Supreme Court Hands Texas GOP Redistricting Win, While Virginia Judge Backs Democrats
The U.S. Supreme Court on Monday granted Republicans a significant boost in the ongoing battle over congressional boundaries, issuing a summary reversal that allows Texas to proceed with its 2025 mid-decade congressional map for the November 2026 elections.
In the case, Abbott v. League of United Latin American Citizens, the justices overturned a federal district court’s earlier injunction against the new boundaries. The majority referenced its own prior opinion from late 2025 in the same litigation, while Justices Sotomayor, Kagan, and Jackson noted their disagreement with the outcome.
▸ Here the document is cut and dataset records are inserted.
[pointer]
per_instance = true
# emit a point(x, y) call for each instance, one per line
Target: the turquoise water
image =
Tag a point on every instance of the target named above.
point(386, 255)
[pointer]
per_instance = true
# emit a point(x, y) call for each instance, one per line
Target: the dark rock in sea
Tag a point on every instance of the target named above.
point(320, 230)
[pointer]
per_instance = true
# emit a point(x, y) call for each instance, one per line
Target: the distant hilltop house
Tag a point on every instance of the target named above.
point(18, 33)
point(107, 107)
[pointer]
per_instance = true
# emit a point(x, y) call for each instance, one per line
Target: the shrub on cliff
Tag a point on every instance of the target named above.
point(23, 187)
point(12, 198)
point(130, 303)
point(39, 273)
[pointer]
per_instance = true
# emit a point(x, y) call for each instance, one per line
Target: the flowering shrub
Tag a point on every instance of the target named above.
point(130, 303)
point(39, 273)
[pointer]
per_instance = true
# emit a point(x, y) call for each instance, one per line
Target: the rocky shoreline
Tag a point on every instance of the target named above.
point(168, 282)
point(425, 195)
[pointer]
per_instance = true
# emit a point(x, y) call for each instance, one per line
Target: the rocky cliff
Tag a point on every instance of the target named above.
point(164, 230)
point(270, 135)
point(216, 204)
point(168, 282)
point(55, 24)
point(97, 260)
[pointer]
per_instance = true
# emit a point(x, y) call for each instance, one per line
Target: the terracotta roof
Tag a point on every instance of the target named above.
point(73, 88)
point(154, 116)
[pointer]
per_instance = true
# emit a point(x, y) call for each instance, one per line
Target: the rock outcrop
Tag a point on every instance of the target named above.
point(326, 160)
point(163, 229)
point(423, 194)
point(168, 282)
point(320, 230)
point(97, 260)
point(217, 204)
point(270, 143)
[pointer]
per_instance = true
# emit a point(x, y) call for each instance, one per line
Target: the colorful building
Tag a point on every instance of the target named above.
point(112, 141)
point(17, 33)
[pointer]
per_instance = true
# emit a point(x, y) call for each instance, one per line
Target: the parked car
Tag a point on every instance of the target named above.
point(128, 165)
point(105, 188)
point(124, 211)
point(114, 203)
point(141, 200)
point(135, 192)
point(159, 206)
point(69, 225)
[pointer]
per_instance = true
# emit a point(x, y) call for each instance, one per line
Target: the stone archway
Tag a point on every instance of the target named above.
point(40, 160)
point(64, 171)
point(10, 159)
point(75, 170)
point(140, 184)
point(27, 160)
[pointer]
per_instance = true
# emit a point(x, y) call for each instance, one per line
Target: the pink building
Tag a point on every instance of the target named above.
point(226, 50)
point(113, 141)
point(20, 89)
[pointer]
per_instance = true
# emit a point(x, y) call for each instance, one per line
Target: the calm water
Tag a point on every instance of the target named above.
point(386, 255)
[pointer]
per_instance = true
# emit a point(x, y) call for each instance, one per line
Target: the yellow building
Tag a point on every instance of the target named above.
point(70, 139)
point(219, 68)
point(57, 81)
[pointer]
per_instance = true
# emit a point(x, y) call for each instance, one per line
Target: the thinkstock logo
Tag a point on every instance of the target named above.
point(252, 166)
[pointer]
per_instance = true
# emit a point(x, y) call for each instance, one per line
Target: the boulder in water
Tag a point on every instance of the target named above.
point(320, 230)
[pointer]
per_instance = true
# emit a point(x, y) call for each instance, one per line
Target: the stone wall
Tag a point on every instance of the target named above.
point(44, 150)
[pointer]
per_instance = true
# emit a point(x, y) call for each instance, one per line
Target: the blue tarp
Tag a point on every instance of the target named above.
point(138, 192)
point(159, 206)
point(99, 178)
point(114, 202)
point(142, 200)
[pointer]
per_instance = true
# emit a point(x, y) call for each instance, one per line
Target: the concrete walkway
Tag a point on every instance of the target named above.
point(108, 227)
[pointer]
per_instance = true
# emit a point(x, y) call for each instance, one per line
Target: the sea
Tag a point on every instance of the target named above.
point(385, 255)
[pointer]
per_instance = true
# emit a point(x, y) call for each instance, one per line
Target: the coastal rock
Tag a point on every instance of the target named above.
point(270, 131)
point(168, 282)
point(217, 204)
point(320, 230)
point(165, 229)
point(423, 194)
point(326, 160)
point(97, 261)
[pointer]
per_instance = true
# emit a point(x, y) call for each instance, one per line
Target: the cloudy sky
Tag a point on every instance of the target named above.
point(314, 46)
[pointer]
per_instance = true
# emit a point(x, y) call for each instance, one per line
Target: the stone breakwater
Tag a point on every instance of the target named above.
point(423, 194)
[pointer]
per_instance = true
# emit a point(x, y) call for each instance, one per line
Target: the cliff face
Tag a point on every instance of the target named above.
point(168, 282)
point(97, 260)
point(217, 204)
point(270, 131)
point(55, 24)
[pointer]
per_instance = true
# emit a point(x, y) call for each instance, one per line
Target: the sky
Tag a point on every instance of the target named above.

The Texas map, redrawn by the Republican-led legislature last year, had faced challenges from voting-rights organizations that claimed it improperly relied on race. A lower court had blocked its implementation in November 2025, but the Supreme Court had previously paused that order to let primaries move forward.
Dems Score Win In Virginia
In a separate but related development playing out the same day, a Virginia state court delivered a win for Democrats on Sunday by rejecting a Republican-led challenge to a newly approved congressional map.
Richmond Circuit Court Judge Tracy Thorne-Begland turned down a last-minute bid by the Republican National Committee, the state GOP, and other plaintiffs seeking to halt certification of results from a voter referendum held the previous week. That ballot measure narrowly passed a set of new district lines drawn by Democratic lawmakers.
The judge emphasized that courts do not weigh in on the merits of policy choices but instead check whether elected officials followed constitutional rules. He found they had done so here. While acknowledging that the updated districts are less compact than before and reflect partisan considerations, Thorne-Begland concluded the question of compactness was open to reasonable debate after reviewing competing expert testimony, including from Boston University political scientist Maxwell Palmer.
Virginia’s current congressional delegation holds a 6-5 Democratic majority. The new configuration, if it survives final review, would expand that edge to 10-1 and create up to four additional competitive opportunities for Democrats in the fall midterms.
Plaintiffs had argued the map violated state constitutional standards and lacked proper legal authority when enacted. The judge, however, determined they were unlikely to succeed on the core claims at this stage.
The Virginia Supreme Court is set to hear oral arguments later Monday on separate but overlapping questions about the legality of the referendum process and timing.